Dalam gelar perkara ketiga di hari Rabu 26 Agustus 2015 itu, sidang Dewan Hisbah PP Persis mengangkat tema: “Nikah Dengan Wanita Hamil Karena Tidak Tahu.” Pembahasan masalah ini dipandu oleh KH.Uu Suhendar, sebagai moderator, dengan pemakalah KH. Zae Nandang.
- Zae Nandang, setelah menyampaikan latar belakang masalah berikut: “Seorang menikahi wanita, berumah tangga baru sembilan bulan, lahir seorang anak, ada kecurigaan dari suaminya, kalau-kalau anak itu dari yang lain, ternyata sebelum nikah wanita itu berzina dengan laki-laki lain, pengakuan ini terjadi setelah dua bulan dari waktu melahirkan (sudah terjadi bercampur suami istri)”

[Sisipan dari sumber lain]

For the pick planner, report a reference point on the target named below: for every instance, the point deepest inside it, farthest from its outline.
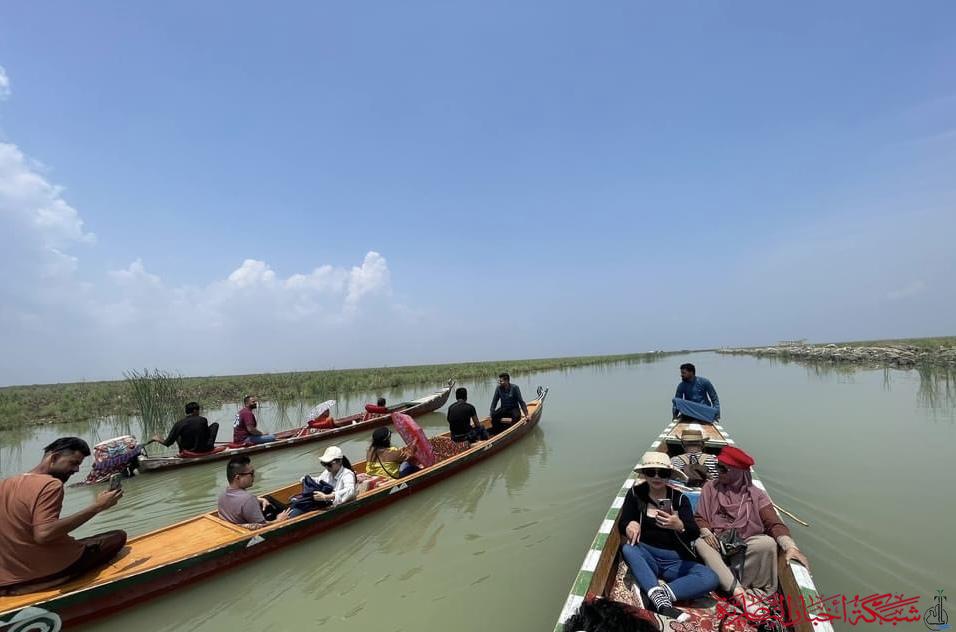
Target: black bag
(304, 501)
(734, 551)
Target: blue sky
(532, 179)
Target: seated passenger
(377, 409)
(734, 502)
(336, 483)
(192, 433)
(382, 459)
(694, 463)
(512, 404)
(658, 528)
(245, 429)
(463, 422)
(238, 506)
(696, 398)
(36, 550)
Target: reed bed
(55, 403)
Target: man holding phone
(36, 550)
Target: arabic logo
(936, 618)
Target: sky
(230, 187)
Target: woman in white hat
(337, 473)
(658, 528)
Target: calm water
(866, 456)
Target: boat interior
(613, 580)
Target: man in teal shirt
(696, 397)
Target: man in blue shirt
(696, 397)
(512, 404)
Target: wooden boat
(171, 557)
(604, 572)
(297, 436)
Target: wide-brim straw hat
(332, 453)
(658, 460)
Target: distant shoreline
(904, 353)
(80, 401)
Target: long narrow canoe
(605, 574)
(297, 436)
(169, 558)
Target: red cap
(735, 457)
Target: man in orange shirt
(36, 550)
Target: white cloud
(252, 272)
(65, 328)
(26, 197)
(914, 288)
(135, 274)
(4, 84)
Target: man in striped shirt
(692, 439)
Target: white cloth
(343, 484)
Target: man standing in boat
(696, 397)
(192, 433)
(36, 550)
(245, 429)
(512, 404)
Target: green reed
(158, 396)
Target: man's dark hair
(605, 614)
(236, 463)
(68, 444)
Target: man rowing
(512, 404)
(696, 397)
(246, 429)
(36, 550)
(192, 433)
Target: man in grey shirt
(512, 404)
(238, 506)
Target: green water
(865, 456)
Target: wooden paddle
(784, 511)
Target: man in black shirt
(192, 433)
(463, 420)
(512, 404)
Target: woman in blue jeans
(658, 527)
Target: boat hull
(76, 606)
(422, 406)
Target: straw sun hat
(332, 453)
(658, 460)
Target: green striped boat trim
(808, 589)
(580, 587)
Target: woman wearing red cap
(734, 502)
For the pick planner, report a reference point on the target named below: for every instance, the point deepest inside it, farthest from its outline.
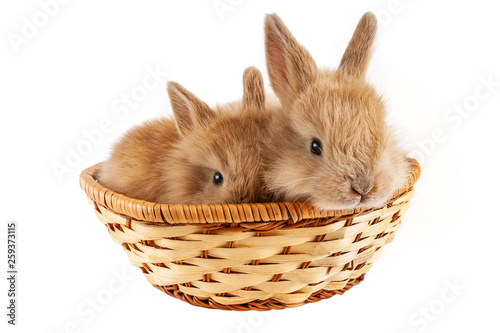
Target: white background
(72, 71)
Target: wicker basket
(248, 256)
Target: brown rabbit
(331, 145)
(203, 156)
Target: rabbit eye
(316, 147)
(218, 179)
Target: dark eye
(316, 147)
(218, 179)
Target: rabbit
(330, 144)
(202, 156)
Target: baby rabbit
(331, 145)
(204, 156)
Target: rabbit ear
(289, 65)
(358, 53)
(188, 109)
(253, 89)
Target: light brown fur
(361, 164)
(174, 161)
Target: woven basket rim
(150, 212)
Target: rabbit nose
(362, 187)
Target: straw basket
(248, 256)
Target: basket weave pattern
(248, 256)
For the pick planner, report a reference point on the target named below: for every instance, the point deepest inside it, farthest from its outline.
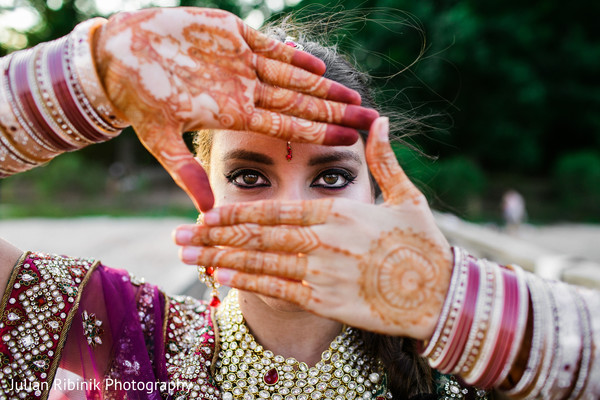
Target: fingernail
(183, 236)
(189, 254)
(342, 94)
(340, 136)
(212, 218)
(383, 130)
(223, 276)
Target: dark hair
(408, 373)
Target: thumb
(171, 151)
(395, 185)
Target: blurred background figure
(513, 210)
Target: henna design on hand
(256, 237)
(254, 262)
(400, 274)
(302, 213)
(205, 71)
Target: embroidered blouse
(75, 329)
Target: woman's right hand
(180, 69)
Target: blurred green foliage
(577, 176)
(516, 84)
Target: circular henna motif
(400, 274)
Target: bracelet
(522, 314)
(550, 331)
(541, 319)
(586, 353)
(591, 383)
(459, 334)
(434, 342)
(568, 351)
(52, 101)
(86, 79)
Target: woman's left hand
(384, 268)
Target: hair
(408, 374)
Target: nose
(291, 190)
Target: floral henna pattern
(205, 71)
(401, 278)
(301, 213)
(256, 237)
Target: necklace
(245, 370)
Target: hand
(384, 268)
(179, 69)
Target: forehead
(224, 142)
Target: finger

Selanjutnya, KH.Zae memaparkan rumusan masalah sebagai berikut:
Pertama, Apakah pernikahannya sah ?
Untuk menjawab permasalah pertama, KH. Zae merujuk kepada fatwa Dewan Hisbah sebelumnya, di mana Dewan Hisbah telah memutuskan bahwa menikahkan wanita hamil bukan kepada pelakunya hukumnya haram dan pernikahannya tidak sah. Karena itu bercampurnya seperti suami istri, ini termasuk zina (fahsya), karena bercampur tidak melalui aqad syara. Di sini, KH. Zae mengutip penjelasan pakar bahasa Al-Qur’an, Ar-Raghib al-Asfahani, tentang kriteria zina.
Selanjutnya, dengan merujuk firman Allah dalam surat Al Baqarah:283, KH.Zae menyatakan, dan bagi wanita itu telah melakukan kekejian yang besar, karena menyembunyikan sesuatu yang ada pada rahimnya. Akibatnya, terjadi nikah yang tidak sah dan terjadinya perzinahan yang terselubung (ditutupi dengan aqad nikah) sungguh dosa besar. Meski begitu, bagi laki-laki yang menzinahinya karena tidak tahu tidaklah berdosa.
Kedua, Apabila tidak sah, apakah harus pisah melalui talaq?
Dalam menjawab permasalah ini, KH. Zae menyatakan, apabila pernikahannya tidak sah maka harus berpisah, namun pisahnya tidak melalui talaq, karena hal ini termasuk fasakh nikah. Kasus ini, dalam pandangan KH.Zae, seperti kasus yang menikahi wanita sesusu dilihat dari sisi fasakhnya. Dalam hal ini, KH.Zae merujuk kepada kasus Uqbah bin al-Harits, sebagaimana diriwayatkan oleh al-Bukhari.
عَنْ عُقْبَةَ بْنِ الْحَارِثِ أَنَّهُ تَزَوَّجَ ابْنَةً لِأَبِي إِهَابِ بْنِ عَزِيزٍ فَأَتَتْهُ امْرَأَةٌ فَقَالَتْ إِنِّي قَدْ أَرْضَعْتُ عُقْبَةَ وَالَّتِي تَزَوَّجَ فَقَالَ لَهَا عُقْبَةُ مَا أَعْلَمُ أَنَّكِ أَرْضَعْتِنِي وَلَا أَخْبَرْتِنِي فَرَكِبَ إِلَى رَسُولِ اللَّهِ صَلَّى اللَّهُ عَلَيْهِ وَسَلَّمَ بِالْمَدِينَةِ فَسَأَلَهُ فَقَالَ رَسُولُ اللَّهِ صَلَّى اللَّهُ عَلَيْهِ وَسَلَّمَ كَيْفَ وَقَدْ قِيلَ فَفَارَقَهَا عُقْبَةُ وَنَكَحَتْ زَوْجًا غَيْرَهُ . (البخاري)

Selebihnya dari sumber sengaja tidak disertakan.